Controversy erupted when Evonne Paddison, when it was revealed that the CEO of Christian education group Access Ministries, made reference to making disciples during a conference speech.
Critics have argued that the comment constitutes a breach in government guidelines that ban groups who deliver religious education programs in schools from trying to convert students to a particular religion.
The initial concerns over Access Ministries' motives and their extensive involvement in religious education in Victorian Government schools have since branched out into broader concerns about whether religious education should be part of the otherwise secular government school curriculum and whether it should receive government funding.
Victorian government school students receive two main forms of government-funded religious education:
- National School Chaplaincy Program (NSCP) this Commonwealth Government program (introduced by the Howard government in 2006) provides funding to assist schools nationwide to establish chaplaincy and pastoral care services. Chaplains provide pastoral care as well as spiritual guidance for school students, staff and parents. Over $165 million over three years has been made available to fund the program, enabling government and non-government schools to apply for $20,000 per year to fund a chaplain (who need not be formally qualified) from the faith or denomination of their choice. It is up to individual schools to determine the role of the chaplain in their school.

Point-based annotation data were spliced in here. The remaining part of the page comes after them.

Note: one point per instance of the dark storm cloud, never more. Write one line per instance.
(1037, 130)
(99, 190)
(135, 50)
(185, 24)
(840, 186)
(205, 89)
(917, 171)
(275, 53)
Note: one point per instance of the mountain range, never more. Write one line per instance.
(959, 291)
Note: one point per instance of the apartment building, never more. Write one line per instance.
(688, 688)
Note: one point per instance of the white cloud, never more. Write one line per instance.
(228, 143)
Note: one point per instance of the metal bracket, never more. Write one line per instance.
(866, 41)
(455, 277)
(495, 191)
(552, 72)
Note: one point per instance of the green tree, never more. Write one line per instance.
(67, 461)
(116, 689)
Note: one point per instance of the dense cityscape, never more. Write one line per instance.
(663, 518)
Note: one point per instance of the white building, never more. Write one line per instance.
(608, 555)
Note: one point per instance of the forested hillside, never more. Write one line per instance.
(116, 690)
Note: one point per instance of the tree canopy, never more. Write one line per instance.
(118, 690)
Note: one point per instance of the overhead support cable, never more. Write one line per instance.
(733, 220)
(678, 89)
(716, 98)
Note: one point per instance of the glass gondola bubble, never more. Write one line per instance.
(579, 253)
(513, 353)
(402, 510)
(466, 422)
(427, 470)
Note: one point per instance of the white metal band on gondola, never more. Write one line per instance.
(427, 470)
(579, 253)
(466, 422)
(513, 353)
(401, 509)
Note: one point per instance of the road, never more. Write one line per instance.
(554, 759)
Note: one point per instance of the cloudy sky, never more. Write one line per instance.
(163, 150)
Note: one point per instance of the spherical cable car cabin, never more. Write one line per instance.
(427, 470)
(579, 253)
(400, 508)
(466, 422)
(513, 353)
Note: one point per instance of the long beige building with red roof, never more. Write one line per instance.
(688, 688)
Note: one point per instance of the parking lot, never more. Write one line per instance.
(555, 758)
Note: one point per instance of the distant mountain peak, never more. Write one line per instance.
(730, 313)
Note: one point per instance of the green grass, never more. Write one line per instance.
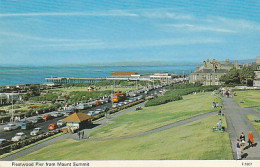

- Special Religious Instruction (SRI) 30-minute weekly lessons on religion funded by the Victorian Government, which in the case of Access Ministries involve accredited volunteers instructing students on Christianity. By law, Victorian government schools must provide SRI where an approved instructor is available and has approached the school.
Major concerns with NSCP:
- Psychologists are accusing chaplains of dealing with mental health issues they are not qualified to treat.
- There are reports of chaplains trying to convert students the Federal Department of Education, Employment and Workplace Relations has received 72 complaints against individual chaplains.
- The program has been the subject of a recent government investigation is also the subject of a High Court challenge due to be heard in August.
Major concerns with SRI:
- While parents have the right to opt their children out of the classes, some have argued that doing so ostracises their children and results in them having to sit outside or at the back of the classroom without meaningful activities to occupy their time. The Victorian Departnent of Education and Early Childhood Development's guidelines state that secular instruction for opt-out students may not be timetabled while other students from the class are attending SRI.
- While SRI may be conducted by approved members of any faith (including Catholic, Jewish, Greek Orthodox, Islamic or Buddist), Christian Access Ministries' volunteers teach 96 per cent of the religious instruction in Victorian schools (281 schools in total). The state government spends $500,000 annually funding Access Ministries' chaplains.
- Access Ministries' SRI programs are instructed by volunteers rather than qualified educators, although all volunteers are accredited and undergo a Working with Children check.
- SRI providers do not provide multi-faith lessons they are only required to teach what their own religion dictates causing some to argue that SRI segregates students of other faiths and is therefore not suitable in secular government schools. This is how SRI differs from religious education, which aims to teach students about all religions in Australia and throughout the world.